Mace is using a digital passport system at one of its projects in the City of London to improve the reuse of building materials.
Edenica is the first scheme within the City of London to be designed as a ‘storage bank’, where materials are held for future reuse through the use of materials passports.
Materials passports are digital and interoperable datasets that collect the description of building materials to record what they are made of. They are seen as a tool to advance sustainability in the construction industry.
The data contained in the passports facilitate informed decision-making on efficient material reuse while resolving the ambiguity around specification, performance and warranties of used materials.
A standardised approach
A materials passports framework launched by engineering consultancy Waterman Group aims to standardise the approach to documenting and managing materials throughout their lifecycle.

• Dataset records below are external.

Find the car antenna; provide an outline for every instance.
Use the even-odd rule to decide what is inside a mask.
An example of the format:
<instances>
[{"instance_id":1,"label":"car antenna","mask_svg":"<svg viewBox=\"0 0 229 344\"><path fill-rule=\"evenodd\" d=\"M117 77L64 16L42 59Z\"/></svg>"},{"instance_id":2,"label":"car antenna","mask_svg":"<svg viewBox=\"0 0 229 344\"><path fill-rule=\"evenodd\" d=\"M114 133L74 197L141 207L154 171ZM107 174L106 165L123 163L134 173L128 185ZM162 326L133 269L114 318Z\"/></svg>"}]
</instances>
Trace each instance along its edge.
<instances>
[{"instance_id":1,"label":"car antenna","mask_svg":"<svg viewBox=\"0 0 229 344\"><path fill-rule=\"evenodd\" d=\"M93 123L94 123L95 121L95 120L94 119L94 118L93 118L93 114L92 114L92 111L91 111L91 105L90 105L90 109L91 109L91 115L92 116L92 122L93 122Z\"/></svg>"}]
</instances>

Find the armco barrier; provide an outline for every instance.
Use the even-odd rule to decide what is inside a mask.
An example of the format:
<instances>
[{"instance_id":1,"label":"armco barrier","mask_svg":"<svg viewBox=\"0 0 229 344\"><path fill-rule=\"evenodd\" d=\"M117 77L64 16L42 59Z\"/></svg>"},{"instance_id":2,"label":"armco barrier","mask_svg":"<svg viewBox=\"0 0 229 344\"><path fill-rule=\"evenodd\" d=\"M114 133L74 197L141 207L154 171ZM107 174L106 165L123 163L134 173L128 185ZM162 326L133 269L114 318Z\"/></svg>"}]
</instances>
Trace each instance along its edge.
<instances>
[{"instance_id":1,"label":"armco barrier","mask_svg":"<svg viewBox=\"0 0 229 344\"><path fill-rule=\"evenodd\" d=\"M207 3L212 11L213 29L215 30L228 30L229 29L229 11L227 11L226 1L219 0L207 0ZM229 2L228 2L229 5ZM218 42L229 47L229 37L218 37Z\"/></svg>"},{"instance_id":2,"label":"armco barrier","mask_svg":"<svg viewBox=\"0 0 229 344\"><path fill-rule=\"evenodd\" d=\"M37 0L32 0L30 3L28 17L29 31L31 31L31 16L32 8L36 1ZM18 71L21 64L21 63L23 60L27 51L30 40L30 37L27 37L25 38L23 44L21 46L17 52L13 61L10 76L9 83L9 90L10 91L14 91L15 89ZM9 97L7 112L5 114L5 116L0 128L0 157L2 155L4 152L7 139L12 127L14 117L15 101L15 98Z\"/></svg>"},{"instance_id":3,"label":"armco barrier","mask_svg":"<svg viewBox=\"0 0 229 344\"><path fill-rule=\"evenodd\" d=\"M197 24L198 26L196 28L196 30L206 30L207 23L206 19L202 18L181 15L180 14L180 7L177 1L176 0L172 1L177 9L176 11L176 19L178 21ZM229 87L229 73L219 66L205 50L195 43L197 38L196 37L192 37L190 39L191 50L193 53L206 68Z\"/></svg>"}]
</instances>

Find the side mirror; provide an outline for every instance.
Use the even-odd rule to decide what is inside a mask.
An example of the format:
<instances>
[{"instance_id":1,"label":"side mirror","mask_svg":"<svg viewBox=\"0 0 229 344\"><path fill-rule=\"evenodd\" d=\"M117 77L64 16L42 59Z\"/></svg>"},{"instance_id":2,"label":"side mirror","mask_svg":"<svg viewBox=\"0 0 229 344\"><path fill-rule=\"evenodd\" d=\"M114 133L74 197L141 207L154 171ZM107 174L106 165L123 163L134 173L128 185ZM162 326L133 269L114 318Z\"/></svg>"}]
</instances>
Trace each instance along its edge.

The framework provides a roadmap to create a comprehensive database of information, containing the identity, specifications and performance data for materials, products and building elements.
It aligns with the forthcoming Digital Product Passport requirements under the proposed Ecodesign for Sustainable Products Regulation in the EU’s European Green Deal.
Waterman is working with software developer Circuland to deliver a digital platform designed to host materials passports‘ data which can be linked with BIM models, paving the way for the creation of a UK-wide building materials stock database.
Through this framework, Waterman aims to make materials passports an industry standard.
Mark Terndrup, Waterman’s managing director for building services (south), said: “With the launch of our materials passports framework, we aim to drive material circularity and kick-start the circular economy throughout the construction industry with a robust process any scheme can follow.
“The impacts of the climate emergency are more prevalent than ever, and extending material lifespans is fundamental to minimising the embodied and whole-life carbon impact of development schemes across every sector.”